As I pondered Ronald Reagan’s words again, it struck me that though I have read them, repeated them, and heard them spoken a thousand times, I had always grasped the first part, but never fully the severity of the second. Standing there looking down at my ballot, the presidential section unmarked, I wondered about the truth of the matter: How do I restore a country by yielding it completely to those who wish it destroyed? It is preposterous to suggest otherwise, because in that moment, I saw with clarity that a little chance is better than none. A small opportunity, and a tiny window are greater than their absence. I’ve already pledged to you that with your help, I will fight the GOP establishment, come what may, but that is only relevant if we’re not already fighting for our basic survival, and if Barack Obama prevails, that will be our situation.

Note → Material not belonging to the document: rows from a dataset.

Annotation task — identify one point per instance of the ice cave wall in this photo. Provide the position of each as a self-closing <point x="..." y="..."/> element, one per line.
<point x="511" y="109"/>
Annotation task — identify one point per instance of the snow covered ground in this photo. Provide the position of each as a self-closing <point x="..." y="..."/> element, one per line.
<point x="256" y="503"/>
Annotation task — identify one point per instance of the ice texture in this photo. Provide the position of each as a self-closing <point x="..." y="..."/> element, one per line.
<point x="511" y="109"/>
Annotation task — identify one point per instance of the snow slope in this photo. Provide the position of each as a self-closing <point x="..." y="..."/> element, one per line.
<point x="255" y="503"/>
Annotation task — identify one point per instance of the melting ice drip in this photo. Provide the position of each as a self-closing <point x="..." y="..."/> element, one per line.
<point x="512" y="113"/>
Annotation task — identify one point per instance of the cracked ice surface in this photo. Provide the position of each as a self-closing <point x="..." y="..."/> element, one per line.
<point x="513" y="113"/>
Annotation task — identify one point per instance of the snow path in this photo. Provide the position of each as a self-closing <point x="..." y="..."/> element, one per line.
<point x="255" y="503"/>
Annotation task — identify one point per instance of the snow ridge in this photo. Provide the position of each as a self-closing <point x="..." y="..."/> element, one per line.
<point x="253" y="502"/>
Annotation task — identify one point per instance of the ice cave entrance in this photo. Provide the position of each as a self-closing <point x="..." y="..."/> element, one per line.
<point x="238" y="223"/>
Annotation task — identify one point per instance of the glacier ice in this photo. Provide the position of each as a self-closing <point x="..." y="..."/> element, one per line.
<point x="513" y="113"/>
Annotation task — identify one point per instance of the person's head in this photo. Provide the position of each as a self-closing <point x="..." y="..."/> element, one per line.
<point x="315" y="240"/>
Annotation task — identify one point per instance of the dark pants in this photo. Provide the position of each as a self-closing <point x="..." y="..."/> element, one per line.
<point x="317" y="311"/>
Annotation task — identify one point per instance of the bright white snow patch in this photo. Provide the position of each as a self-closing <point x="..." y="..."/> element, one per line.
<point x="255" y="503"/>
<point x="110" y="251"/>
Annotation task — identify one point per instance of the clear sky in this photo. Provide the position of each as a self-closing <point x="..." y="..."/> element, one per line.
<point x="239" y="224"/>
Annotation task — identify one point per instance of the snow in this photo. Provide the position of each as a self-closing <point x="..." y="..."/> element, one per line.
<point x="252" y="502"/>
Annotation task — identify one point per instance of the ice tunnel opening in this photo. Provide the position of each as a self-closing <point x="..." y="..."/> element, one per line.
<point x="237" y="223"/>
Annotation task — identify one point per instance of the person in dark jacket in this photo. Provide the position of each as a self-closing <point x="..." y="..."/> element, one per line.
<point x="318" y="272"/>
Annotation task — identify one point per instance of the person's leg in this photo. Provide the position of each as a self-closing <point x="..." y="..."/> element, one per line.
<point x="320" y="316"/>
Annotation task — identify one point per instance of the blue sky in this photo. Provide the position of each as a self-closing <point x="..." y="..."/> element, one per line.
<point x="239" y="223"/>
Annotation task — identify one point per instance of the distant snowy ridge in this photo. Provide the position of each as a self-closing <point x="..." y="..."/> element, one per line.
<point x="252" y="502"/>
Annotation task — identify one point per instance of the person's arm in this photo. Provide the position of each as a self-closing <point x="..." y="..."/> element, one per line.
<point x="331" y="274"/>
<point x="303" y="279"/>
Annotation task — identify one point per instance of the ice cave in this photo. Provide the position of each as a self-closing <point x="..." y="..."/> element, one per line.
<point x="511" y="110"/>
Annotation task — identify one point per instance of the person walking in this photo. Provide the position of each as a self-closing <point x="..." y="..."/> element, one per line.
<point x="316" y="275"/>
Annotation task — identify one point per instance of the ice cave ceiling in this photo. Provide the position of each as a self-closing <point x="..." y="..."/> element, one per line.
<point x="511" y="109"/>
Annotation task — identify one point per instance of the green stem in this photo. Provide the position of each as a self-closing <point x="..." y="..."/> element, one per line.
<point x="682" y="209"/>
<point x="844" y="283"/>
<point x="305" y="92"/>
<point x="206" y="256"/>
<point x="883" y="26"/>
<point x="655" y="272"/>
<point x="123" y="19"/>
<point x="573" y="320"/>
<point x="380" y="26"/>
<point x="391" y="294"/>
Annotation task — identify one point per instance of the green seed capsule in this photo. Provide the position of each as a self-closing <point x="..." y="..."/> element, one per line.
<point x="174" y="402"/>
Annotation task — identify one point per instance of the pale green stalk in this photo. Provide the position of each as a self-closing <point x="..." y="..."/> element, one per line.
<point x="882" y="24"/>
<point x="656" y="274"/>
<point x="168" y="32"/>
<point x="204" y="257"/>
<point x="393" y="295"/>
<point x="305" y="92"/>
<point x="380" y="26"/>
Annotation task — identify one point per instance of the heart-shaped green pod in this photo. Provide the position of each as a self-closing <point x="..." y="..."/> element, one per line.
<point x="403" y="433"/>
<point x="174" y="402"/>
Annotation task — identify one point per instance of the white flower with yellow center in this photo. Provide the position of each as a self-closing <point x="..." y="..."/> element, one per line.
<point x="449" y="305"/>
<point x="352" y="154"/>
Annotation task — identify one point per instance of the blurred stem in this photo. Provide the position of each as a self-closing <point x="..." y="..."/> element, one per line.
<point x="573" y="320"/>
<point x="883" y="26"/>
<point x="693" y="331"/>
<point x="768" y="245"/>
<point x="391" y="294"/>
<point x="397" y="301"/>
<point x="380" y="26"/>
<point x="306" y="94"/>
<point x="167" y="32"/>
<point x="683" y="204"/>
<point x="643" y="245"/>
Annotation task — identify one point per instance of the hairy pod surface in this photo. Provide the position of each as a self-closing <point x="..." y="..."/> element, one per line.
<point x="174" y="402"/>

You are free to call me a “chicken,” or to say that “Mark folded” when the going got tough, but after all, what the in Hell are we fighting for anyway? A tactical retreat is preferable to a massacre. With those words in mind, I looked again one long last time at the ballot, and slid it close to me on the writing surface, and marked “Romney.” I turned away from the booth, depositing the ballot in the slot in the ballot box with a satisfied grimace. That may not be the ending you had expected. It wasn’t the ending I expected when I walked into the polling place, until I realized this really could be the end. I apologize to those readers who believe I have abandoned them, and I will not damn any for doing as I have done, but in the end, history may damn all those who don’t. In the name of all in this world that you may still love, and in the name of all that remains of our potential, go vote, and do what your conscience demands. I cannot damn my own life, never mind my daughter’s, to the world a second Obama term would usher in. Damn me if you must. If Obama is re-elected, Reverend Jeremiah Wright’s misappropriation of scripture is certain to come true.